SAN FRANCISCO, California — Future of Fish, led by Cheryl Dahle, is proud to announce that we have taken on the Buckminster Fuller Challenge. Our entry has been published in Idea Index 1.0.
Named “Socially-Responsible Design’s Highest Award” by Metropolis Magazine, the Challenge is an annual international prize program that awards $100,000 to support the development and implementation of a solution that has significant potential to solve humanity’s most pressing problems. The review process brings together influential design science leaders such as Josè Zaglul, Vandana Shiva, Danny Hillis, William McDonough, John Thackara, Hunter Lovins, Kenny Ausubal and Nina Simon.
“Our methods reflect exactly the kind of whole-systems thinking that Buckminster Fuller championed.

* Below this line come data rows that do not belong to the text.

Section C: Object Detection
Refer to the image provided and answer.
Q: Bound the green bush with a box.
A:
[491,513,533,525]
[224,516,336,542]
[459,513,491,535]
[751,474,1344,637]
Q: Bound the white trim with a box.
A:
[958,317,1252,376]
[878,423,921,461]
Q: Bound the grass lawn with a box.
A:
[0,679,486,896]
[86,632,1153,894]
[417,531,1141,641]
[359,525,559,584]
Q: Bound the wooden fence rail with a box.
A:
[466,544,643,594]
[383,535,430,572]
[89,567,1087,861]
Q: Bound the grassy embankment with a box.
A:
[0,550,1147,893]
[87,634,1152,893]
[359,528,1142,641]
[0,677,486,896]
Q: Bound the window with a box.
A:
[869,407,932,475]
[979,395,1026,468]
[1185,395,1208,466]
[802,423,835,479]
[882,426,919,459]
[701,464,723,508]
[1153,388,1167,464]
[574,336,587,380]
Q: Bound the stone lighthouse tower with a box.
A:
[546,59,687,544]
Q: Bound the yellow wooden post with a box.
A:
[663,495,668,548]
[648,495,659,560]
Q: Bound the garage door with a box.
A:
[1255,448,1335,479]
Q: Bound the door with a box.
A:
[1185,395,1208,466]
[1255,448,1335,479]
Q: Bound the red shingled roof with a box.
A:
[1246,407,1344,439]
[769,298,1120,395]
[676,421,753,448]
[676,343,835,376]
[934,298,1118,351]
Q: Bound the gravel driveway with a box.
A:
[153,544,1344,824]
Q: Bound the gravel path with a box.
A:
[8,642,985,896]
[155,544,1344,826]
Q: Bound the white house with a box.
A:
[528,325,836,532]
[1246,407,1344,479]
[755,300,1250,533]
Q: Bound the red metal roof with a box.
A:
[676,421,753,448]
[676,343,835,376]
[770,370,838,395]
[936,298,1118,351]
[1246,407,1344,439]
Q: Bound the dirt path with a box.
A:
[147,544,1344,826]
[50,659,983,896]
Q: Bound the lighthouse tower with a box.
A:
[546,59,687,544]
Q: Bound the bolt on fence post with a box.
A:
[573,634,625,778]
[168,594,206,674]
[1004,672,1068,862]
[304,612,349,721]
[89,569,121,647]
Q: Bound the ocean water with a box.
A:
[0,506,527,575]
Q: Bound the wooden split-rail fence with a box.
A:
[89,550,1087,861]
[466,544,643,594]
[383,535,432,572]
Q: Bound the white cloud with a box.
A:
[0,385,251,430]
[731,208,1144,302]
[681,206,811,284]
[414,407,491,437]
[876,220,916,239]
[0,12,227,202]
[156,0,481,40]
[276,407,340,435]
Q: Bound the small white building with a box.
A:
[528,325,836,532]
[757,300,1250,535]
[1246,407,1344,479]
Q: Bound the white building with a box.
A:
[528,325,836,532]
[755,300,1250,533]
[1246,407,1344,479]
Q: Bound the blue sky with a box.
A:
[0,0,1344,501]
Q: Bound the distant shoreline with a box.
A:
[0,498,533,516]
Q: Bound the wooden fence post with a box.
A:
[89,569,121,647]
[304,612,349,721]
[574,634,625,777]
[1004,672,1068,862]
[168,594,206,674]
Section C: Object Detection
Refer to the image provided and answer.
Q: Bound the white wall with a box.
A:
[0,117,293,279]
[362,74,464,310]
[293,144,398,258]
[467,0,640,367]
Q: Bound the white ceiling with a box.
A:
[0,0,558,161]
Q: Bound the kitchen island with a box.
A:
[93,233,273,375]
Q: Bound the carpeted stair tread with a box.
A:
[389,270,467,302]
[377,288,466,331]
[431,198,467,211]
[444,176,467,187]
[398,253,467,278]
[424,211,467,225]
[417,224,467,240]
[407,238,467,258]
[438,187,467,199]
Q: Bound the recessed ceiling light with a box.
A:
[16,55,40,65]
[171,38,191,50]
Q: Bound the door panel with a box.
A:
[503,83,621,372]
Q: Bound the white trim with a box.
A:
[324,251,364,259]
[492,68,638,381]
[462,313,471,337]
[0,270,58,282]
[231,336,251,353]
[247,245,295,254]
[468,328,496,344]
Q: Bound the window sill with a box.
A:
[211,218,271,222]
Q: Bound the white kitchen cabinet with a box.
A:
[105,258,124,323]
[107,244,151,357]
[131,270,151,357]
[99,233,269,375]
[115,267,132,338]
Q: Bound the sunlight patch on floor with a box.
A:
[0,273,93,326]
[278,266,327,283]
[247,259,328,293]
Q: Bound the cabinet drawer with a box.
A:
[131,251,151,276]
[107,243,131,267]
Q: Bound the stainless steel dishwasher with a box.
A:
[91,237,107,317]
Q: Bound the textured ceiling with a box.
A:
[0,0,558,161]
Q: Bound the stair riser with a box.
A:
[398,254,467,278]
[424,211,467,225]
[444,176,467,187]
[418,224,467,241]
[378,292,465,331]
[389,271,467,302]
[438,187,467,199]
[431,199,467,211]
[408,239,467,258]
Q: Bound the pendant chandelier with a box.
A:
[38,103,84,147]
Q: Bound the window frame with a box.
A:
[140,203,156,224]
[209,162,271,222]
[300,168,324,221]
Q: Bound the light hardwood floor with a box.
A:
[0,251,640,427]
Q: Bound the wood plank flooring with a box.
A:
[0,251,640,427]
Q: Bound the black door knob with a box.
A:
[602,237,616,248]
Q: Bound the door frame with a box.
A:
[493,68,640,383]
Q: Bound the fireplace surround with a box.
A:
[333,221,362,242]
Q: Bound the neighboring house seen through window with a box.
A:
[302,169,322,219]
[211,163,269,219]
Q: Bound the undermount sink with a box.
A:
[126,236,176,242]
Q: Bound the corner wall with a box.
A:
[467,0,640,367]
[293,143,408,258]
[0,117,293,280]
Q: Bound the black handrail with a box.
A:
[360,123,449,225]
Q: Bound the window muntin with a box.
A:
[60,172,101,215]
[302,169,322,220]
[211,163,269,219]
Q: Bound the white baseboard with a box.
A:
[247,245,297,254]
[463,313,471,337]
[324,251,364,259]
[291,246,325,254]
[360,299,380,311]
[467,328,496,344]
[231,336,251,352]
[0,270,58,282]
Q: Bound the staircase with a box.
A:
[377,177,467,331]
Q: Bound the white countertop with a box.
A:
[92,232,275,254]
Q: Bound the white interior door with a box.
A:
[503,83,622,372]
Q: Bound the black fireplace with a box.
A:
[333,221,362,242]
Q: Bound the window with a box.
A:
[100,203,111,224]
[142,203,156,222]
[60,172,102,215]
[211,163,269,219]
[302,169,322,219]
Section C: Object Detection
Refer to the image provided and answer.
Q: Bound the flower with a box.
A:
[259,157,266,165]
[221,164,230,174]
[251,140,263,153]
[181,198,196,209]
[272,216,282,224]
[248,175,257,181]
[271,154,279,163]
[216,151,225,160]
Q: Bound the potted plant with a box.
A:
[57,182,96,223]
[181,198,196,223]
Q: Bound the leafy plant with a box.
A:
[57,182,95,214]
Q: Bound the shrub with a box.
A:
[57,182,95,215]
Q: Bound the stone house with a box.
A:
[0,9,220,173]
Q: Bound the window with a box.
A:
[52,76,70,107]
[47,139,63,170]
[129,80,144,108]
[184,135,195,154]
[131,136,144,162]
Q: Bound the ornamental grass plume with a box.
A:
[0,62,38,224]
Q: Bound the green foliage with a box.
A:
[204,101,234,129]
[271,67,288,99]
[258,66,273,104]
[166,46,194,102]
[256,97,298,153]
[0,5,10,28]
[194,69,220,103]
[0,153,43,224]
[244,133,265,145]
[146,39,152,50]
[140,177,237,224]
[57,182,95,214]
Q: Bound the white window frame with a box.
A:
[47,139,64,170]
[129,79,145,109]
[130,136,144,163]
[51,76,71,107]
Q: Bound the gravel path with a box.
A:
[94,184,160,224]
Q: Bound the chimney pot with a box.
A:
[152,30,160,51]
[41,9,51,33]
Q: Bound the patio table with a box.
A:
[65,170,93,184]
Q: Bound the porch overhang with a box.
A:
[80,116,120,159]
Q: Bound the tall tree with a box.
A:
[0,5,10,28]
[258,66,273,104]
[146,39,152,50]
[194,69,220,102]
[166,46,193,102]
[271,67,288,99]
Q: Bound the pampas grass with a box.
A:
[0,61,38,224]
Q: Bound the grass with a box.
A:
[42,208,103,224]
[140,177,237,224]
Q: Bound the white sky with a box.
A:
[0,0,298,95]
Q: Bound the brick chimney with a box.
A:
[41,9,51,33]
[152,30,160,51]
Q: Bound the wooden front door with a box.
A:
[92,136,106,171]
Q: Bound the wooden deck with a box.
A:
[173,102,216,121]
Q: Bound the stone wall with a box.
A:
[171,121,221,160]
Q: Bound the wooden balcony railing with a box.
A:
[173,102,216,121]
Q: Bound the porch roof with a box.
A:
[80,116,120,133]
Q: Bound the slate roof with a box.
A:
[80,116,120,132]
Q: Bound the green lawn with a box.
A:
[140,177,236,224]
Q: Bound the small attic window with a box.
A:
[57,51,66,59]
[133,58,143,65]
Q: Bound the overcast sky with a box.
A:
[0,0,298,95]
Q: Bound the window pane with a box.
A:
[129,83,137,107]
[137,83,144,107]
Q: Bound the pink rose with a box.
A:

For example, we sent anthropologists into the seafood supply chain to deeply understand the motivations in the industry before we invented a solution,” said Cheryl Dahle, FoF founder and executive director. “Today, the FoF business accelerator is working with 15 entrepreneurs whose ideas can help save our oceans.”
Future of Fish is a nonprofit incubator for innovators advancing seafood sustainability. We work with early-stage companies to help them launch, and with established companies to explore new business opportunities. Our FoF team includes experts in early-stage corporate development, social entrepreneurship, sustainability, and food system supply chains. We select and develop companies that focus on increased efficiency, sustainable practices, and traceability in the seafood supply chain. Our approach to system change is to seed the supply chain with best practice leaders, whose success puts pressure on others to conform.
We encourage our community to participate in our project by joining BFI’s online community and submitting your comments on our Idea Index page.
“We expect to be a serious contender for the award, and winning the Challenge would be a tremendous honor,” Dahle said. “But we are also very excited about the opportunity to become part of a network that is advancing and accelerating the practice of comprehensive, whole-systems thinking and design to develop the kind of high-impact global solutions we so desperately need. We are proud to be affiliated with this important Challenge.”